Aku dibesarkan di pesisir pantai. Setiap hari membaui aroma laut dan ikan-ikan yang dikeringkan. Hawa panas di antara hembusan angin sepoi adalah simponi alam yang harus dinikmati. Anak- anak kecil dengan kulit legam dan rambut kecoklatan terpapar matahari menjadi pemandangan khas.
Hembusan angin di Lembang Bau jauh berbeda dengan di Padang. Angin sepoi dari pucuk- pucuk cengkeh menghantarkan sejuk yang nikmat. Aku berpegangan erat pada tiang tangga setiap kali kesiur angin merapatkan semilirnya. Ayunan tangga membuat jantungku seolah ikut mengalun. Ada ketakutan, tetapi semangatku mampu mengalahkannya. Yang lebih membuatku takut justru pandangan Rabaso yang sejak tadi seperti mengikuti langkahku. Ketakutan yang aneh, karena taatapan itu sangat lembut.
Pekerjaan ini menguji adrenalin. Aku tidak pernah takut tantangan. Kesedihan dan penderitaan telah membersamai perjalanan hidupku. Tak akan membuat gentar. Dengan terus menerus mensugesti diri sendiri, akhirnya aku bisa memanjat hingga anak tangga kesepuluh. Sebuah pencapaian yang memuaskan.
Di sebelahku, Anti juga terus berusaha merangsek naik. Karung penampungan kami sudah hampir penuh. Bunga cengkeh yang lebat menjadi keuntungan tersendiri bagi buruh petik. Tak dibutuhkan waktu lama untuk memetik dalam jumlah banyak.
"Hei, ayo makan dulu," teriak Ra dari atas pucuk pohon cengkeh di depanku. Aku memberi kode pada Anti sebelum mulai menuruni anak tangga satu per satu. Deg- degan juga rasanya menurun sambil membelakang.
Riuh rendah suara para pekerja yang sedang menikmati bekal makan siangnya. Pekerja di kebun Pak Badullah hampir berimbang jumlah laki- laki dan perempuan. Kebanyakan perempuan seusai aku dan Anti. Sebagai orang baru, kami masih malu- malu. Hanya berani melempar senyum, tanpa menyapa.

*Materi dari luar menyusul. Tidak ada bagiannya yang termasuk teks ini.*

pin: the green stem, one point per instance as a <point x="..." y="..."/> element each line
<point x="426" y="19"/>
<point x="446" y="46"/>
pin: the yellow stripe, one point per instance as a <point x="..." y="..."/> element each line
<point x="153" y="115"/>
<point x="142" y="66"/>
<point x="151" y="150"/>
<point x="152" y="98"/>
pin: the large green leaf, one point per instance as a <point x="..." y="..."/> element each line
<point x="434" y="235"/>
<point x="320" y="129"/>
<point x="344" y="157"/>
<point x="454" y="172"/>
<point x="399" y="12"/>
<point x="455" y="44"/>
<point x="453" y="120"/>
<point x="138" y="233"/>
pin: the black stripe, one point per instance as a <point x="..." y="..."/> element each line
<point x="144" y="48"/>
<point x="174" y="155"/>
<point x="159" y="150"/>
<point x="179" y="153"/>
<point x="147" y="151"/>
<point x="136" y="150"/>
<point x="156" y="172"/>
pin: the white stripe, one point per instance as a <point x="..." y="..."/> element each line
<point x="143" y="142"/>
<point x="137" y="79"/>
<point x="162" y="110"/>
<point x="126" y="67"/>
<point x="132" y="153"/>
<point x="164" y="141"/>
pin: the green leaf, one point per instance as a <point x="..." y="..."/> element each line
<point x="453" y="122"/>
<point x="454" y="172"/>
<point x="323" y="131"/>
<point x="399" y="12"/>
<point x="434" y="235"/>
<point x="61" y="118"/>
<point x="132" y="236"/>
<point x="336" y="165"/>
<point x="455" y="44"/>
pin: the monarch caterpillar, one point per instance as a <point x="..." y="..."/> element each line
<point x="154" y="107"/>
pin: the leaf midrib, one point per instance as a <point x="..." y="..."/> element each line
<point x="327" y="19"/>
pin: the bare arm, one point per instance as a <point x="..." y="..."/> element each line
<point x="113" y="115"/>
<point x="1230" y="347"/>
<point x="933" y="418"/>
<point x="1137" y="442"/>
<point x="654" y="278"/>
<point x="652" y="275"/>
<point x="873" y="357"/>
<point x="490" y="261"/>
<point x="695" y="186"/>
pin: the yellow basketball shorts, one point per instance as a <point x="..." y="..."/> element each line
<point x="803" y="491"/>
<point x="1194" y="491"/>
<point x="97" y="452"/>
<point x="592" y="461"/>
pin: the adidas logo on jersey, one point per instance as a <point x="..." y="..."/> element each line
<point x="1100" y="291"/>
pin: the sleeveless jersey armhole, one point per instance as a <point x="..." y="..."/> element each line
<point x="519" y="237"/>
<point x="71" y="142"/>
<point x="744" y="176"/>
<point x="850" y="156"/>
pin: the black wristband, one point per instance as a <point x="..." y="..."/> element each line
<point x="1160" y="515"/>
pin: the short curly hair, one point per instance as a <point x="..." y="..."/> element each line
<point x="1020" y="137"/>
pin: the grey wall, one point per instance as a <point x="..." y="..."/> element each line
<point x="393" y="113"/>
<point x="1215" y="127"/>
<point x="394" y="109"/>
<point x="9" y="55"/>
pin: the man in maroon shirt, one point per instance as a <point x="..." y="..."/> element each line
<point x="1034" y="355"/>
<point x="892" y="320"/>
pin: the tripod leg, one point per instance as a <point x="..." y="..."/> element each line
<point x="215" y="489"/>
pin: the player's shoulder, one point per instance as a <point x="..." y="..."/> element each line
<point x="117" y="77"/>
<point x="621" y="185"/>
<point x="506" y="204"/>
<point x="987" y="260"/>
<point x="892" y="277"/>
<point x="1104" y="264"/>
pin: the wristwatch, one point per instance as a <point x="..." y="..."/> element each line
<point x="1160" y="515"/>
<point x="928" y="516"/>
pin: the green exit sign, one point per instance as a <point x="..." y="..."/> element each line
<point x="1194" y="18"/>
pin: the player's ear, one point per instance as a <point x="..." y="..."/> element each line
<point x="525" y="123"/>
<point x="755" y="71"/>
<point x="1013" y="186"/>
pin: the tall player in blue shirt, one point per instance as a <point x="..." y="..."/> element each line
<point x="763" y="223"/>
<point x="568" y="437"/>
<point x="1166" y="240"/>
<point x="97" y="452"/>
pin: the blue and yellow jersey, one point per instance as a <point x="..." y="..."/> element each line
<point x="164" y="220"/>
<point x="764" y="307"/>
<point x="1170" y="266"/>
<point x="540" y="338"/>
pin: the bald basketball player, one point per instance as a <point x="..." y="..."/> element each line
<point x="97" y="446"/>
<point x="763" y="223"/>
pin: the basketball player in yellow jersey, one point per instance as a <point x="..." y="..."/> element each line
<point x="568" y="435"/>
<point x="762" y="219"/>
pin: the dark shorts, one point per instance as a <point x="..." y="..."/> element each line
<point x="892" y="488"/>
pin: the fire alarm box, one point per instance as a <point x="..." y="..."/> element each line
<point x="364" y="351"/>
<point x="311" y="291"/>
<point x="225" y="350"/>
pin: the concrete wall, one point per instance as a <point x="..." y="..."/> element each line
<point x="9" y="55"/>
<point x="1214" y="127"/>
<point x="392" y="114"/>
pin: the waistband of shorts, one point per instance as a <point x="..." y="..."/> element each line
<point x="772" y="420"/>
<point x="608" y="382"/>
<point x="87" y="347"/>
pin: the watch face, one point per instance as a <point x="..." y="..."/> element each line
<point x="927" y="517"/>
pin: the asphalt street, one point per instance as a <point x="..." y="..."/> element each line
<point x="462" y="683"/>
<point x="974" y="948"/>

"Gabung di sini!" teriak Rabaso dari atas batu datar yang lebar. Di sana ia duduk sendiri. Aku menatap Anti ragu- ragu.
"Ayolah! Anti, ajak Lilian ke sini. Kayak orang lain saja," teriak Rabaso sekali lagi. Kali ini suaranya lebih besar. Pandangan pekerja lain mengarah ke kami. Aku merasa tidak enak. Bukankah Rabaso adalah majikan kami? Tidak ada pekerja lain yang dipanggilnya, hanya aku dan Anti. Bahkan aku amati para pekerja itu nampak sungkan dan segan. Setiap lewat di dekatnya, mereka menunduk dan menyapa sesopan mungkin.
"Saya yang ke situ, deh." Rabaso berjalan ke arah kami dengan menenteng rantang bekalnya. Perasaan aneh yang tadi menyerang kini muncul lagi. Jantung berdebar kencang dan keringat dingin mengucur deras. Ada ketakutan yang tidak kumengerti pada setiap detak nafasku.
"Hei, kenapa pucat?" Anti mengamati wajahku kaget. Aku mengeleng.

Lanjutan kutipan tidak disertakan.